Israel Defense Forces Chief of Staff Gabi Ashkenazi recently asked Attorney General Yehuda Weinstein to determine who leaked documents to the press regarding Lt. Col. (res. ) Boaz Harpaz, the self-confessed forger of an unrelated document (the Galant document ) aimed at affecting the choice of Ashkenazi's successor.
Ashkenazi claimed the leaked documents contain sensitive information about the special operations unit of the General Staff's intelligence division. He therefore demanded that the state take action to recover them from the journalists who obtained them.
Last month, Haaretz, Yedioth Ahronoth and Channel 10 television simultaneously reported new findings about Harpaz, including his connections with Ashkenazi.

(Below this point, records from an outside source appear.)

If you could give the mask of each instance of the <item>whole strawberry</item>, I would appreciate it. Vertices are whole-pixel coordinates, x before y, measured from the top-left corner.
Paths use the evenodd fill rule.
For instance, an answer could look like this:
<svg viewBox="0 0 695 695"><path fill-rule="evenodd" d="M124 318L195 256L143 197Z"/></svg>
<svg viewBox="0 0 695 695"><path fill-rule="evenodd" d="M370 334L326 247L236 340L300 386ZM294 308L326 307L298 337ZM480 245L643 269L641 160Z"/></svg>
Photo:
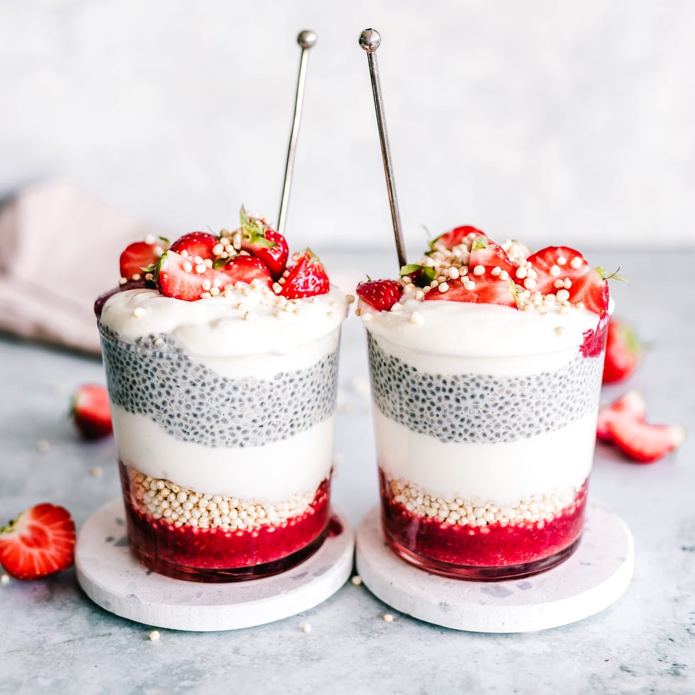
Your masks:
<svg viewBox="0 0 695 695"><path fill-rule="evenodd" d="M83 384L72 394L72 421L83 439L101 439L113 431L109 392L99 384Z"/></svg>
<svg viewBox="0 0 695 695"><path fill-rule="evenodd" d="M0 529L0 565L18 579L38 579L72 567L75 526L65 508L45 502Z"/></svg>
<svg viewBox="0 0 695 695"><path fill-rule="evenodd" d="M613 384L626 379L635 370L644 352L631 326L611 318L606 343L604 383Z"/></svg>
<svg viewBox="0 0 695 695"><path fill-rule="evenodd" d="M368 280L360 282L355 291L377 311L388 311L403 296L403 286L396 280Z"/></svg>

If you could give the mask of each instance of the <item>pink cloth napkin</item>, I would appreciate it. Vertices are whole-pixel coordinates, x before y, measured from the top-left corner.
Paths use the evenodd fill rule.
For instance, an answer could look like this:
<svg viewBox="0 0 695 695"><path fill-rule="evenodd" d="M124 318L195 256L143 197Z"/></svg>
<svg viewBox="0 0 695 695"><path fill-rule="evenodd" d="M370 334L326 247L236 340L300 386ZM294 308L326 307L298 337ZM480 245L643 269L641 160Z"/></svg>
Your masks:
<svg viewBox="0 0 695 695"><path fill-rule="evenodd" d="M0 330L99 353L94 300L121 252L158 233L68 184L22 190L0 208Z"/></svg>

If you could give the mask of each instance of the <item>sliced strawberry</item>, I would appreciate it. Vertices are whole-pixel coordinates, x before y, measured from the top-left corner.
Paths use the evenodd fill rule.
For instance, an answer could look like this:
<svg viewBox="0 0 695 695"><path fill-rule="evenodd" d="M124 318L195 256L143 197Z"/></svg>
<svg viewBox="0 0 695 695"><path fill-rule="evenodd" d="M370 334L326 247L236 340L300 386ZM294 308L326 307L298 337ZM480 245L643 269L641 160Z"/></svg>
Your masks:
<svg viewBox="0 0 695 695"><path fill-rule="evenodd" d="M189 232L177 239L172 244L170 250L183 256L187 255L189 259L197 257L205 260L206 258L214 257L213 249L219 240L214 234L208 232Z"/></svg>
<svg viewBox="0 0 695 695"><path fill-rule="evenodd" d="M486 236L479 236L473 240L468 267L474 268L477 265L489 266L491 268L496 266L501 270L506 270L511 277L514 277L516 270L506 251Z"/></svg>
<svg viewBox="0 0 695 695"><path fill-rule="evenodd" d="M254 280L260 281L262 286L272 287L273 279L265 264L253 256L241 254L235 256L220 272L227 277L227 283L245 282L250 284Z"/></svg>
<svg viewBox="0 0 695 695"><path fill-rule="evenodd" d="M493 275L493 269L487 267L480 275L469 272L462 278L450 280L447 283L449 289L445 292L440 292L435 287L425 295L425 299L502 304L518 308L516 286L509 278L502 279L499 274Z"/></svg>
<svg viewBox="0 0 695 695"><path fill-rule="evenodd" d="M604 384L613 384L634 371L643 349L634 328L617 318L611 318L606 344Z"/></svg>
<svg viewBox="0 0 695 695"><path fill-rule="evenodd" d="M148 268L157 264L167 245L167 240L162 238L153 242L136 241L126 246L119 259L121 277L126 280L139 280Z"/></svg>
<svg viewBox="0 0 695 695"><path fill-rule="evenodd" d="M37 579L72 567L74 543L70 512L38 504L0 529L0 564L18 579Z"/></svg>
<svg viewBox="0 0 695 695"><path fill-rule="evenodd" d="M479 229L476 229L475 227L471 227L469 225L456 227L450 232L441 234L436 239L430 241L430 248L432 250L437 248L452 249L455 246L469 242L477 236L485 236L485 235Z"/></svg>
<svg viewBox="0 0 695 695"><path fill-rule="evenodd" d="M109 392L99 384L83 384L72 394L72 421L84 439L101 439L110 435L111 425Z"/></svg>
<svg viewBox="0 0 695 695"><path fill-rule="evenodd" d="M621 417L627 417L631 420L644 420L646 414L647 409L642 394L638 391L628 391L617 401L609 406L604 406L599 411L596 436L599 439L611 439L609 423Z"/></svg>
<svg viewBox="0 0 695 695"><path fill-rule="evenodd" d="M604 316L608 307L608 280L604 279L600 269L589 270L580 277L572 281L569 302L577 304L580 301L584 308L599 316Z"/></svg>
<svg viewBox="0 0 695 695"><path fill-rule="evenodd" d="M360 282L355 291L377 311L388 311L403 295L403 286L396 280L369 280Z"/></svg>
<svg viewBox="0 0 695 695"><path fill-rule="evenodd" d="M548 246L531 254L526 260L536 272L535 291L555 294L556 280L575 279L589 272L590 268L584 256L567 246Z"/></svg>
<svg viewBox="0 0 695 695"><path fill-rule="evenodd" d="M299 299L317 294L326 294L330 289L328 276L318 257L306 248L292 256L296 265L289 273L277 293L287 299Z"/></svg>
<svg viewBox="0 0 695 695"><path fill-rule="evenodd" d="M685 428L671 425L650 425L625 414L610 420L611 438L633 461L651 463L677 449L685 439Z"/></svg>
<svg viewBox="0 0 695 695"><path fill-rule="evenodd" d="M278 279L285 269L289 255L285 238L260 220L249 217L243 206L239 217L241 220L242 249L260 258L270 271L273 279Z"/></svg>

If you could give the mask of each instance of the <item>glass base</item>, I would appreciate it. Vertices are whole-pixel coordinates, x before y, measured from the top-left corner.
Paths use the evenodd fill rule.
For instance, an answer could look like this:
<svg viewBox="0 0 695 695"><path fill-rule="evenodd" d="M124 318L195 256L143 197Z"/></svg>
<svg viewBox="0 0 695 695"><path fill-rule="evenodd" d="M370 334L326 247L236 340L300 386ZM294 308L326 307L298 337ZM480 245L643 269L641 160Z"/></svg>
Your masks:
<svg viewBox="0 0 695 695"><path fill-rule="evenodd" d="M308 545L280 560L262 565L230 569L199 569L187 567L162 560L130 543L130 551L150 572L164 574L174 579L187 582L246 582L264 577L272 577L296 567L311 557L323 544L329 533L330 524Z"/></svg>
<svg viewBox="0 0 695 695"><path fill-rule="evenodd" d="M474 582L501 582L504 579L518 579L545 572L564 562L579 547L581 535L567 547L547 557L521 565L510 565L506 567L474 567L471 565L452 565L440 560L425 557L401 545L389 535L385 529L384 537L391 549L406 562L424 569L433 574L439 574L451 579L467 579Z"/></svg>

The reports also described - within the limits imposed by the military censor - Harpaz's activities in both the special ops unit and the elite Sayeret Matkal unit.
The reports were based on the findings of an investigation by IDF ombudsman Avner Barzani, now deceased, into complaints made by Harpaz about his retirement conditions, and apparently on additional internal military documents as well.
A fourth media organization received copies of the documents but chose not to make them public.
Ashkenazi concluded, based on questions the journalists posed to the IDF spokesman, that the documents had the potential to cause great damage to Israeli security. In his request to Weinstein, he argued that the very fact that the documents were leaked constituted a grave blow to state security and recommended that steps be taken to return them to the defense establishment.
Ashkenazi also asked senior defense officials to investigate who was responsible for the leak. They, however, refused, on the grounds that the military censor had in any event prohibited the media from publishing the most sensitive information in the documents, thus avoiding any material damage to state security.
An earlier police investigation involving Harpaz was primarily concerned with the Galant document - whether it was forged, who forged it and how it made its way from Ashkenazi's office to Channel 2 television. The police traced the document's paper trail, but found no evidence of any crime other than the original forgery. In addition, less than two weeks after the investigation began, Weinstein announced that no senior IDF officers were involved in forging the document.